Добрая леди молчала, но она была бледна, и её руки дрожали.
– Ты не расскажешь? – резко спросил старик.
– Да, я кое-что слышала, – сказала леди, отложив вязание и сочувственно глядя на склонившееся над ней напряжённое лицо. – От индейцев, которые приезжали на торговые посты, я слышала, что… что Малеска вернулась к своему племени.

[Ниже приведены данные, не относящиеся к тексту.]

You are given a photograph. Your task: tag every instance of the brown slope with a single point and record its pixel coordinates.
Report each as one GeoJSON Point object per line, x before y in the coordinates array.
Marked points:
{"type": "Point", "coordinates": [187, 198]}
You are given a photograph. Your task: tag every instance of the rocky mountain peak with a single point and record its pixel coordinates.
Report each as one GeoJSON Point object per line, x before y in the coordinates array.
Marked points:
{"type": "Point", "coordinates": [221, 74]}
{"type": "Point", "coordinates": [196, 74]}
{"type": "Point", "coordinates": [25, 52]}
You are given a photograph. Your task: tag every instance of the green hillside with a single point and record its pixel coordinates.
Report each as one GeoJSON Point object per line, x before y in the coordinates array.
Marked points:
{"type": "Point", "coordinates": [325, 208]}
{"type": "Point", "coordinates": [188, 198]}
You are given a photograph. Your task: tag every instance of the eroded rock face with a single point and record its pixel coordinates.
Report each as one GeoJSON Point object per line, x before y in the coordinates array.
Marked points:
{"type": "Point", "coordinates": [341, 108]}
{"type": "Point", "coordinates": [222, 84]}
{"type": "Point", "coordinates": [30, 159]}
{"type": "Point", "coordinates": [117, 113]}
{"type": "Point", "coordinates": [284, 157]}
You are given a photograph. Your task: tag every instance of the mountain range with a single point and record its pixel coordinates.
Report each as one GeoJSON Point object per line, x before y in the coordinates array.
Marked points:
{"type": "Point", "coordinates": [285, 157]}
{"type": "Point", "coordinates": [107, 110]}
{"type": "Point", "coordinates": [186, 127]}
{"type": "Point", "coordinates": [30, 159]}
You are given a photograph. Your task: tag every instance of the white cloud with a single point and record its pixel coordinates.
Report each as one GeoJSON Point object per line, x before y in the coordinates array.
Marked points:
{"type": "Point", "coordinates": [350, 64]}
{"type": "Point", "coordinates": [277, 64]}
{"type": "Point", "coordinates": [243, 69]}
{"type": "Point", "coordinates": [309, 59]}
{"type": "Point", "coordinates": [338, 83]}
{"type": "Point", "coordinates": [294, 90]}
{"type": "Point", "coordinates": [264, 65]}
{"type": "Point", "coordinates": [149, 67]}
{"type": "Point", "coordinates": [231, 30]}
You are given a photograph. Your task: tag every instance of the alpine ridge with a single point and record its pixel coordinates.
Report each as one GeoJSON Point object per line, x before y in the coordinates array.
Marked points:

– Это не всё, – сказал старик. – Ты что-то скрываешь.
Бедная женщина хотела помотать головой, но не могла заставить себя соврать хотя бы жестом. Опустив руки на колени, она съёжилась под его взглядом, и по её щекам покатились слёзы.
– Говори! – хрипло сказал старик.
Она ответила таким же низким и хриплым голосом:
– Малеска пришла в своё племя, но у них жестокие законы. Они посчитали изменой то, что она отдала нам своего сына, и отправили её в лес с тем, кто был избран, чтобы её убить.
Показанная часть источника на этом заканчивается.